Das Jahr 2013 hat für die Kanzlerin und ihre Regierung nicht gut begonnen. Mit Niedersachsen ging ein großes Bundesland für die Bürgerlichen verloren. Die FDP ist unberechenbar geworden. Der Erfolg in Niedersachsen hat die Jungmänner-Gruppe um Parteichef Philipp Rösler mit einer Art Todesverachtung erfüllt, die sie weiteres Profil auf Kosten der gemeinsamen Regierung suchen läßt – immer in der Hoffnung, Wähler von der CDU/CSU zu sich herüberzuziehen. So sind sie, die Sirenenklänge der Politik.

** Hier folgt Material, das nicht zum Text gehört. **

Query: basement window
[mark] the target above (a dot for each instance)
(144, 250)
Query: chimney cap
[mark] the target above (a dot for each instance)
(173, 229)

Mit Rainer Brüderle, dem FDP-Fraktionschef, ist eine Stütze der Koalition brüchig geworden. Gewiß, viele Zeitgenossen wundern sich über die Berichte des Stern. Der angebliche Sexismus eines älteren Mannes bestand schlimmstenfalls in unpassenden Bemerkungen nach einem oder mehreren Schoppen Wein zuviel. Aber Brüderle hat unter der Wucht der Attacke mehr gelitten, als es zunächst aussah. Er wirkt abgekämpft, blaß, neben der Spur und fällt als Stabilitätsanker in der Koalition aus.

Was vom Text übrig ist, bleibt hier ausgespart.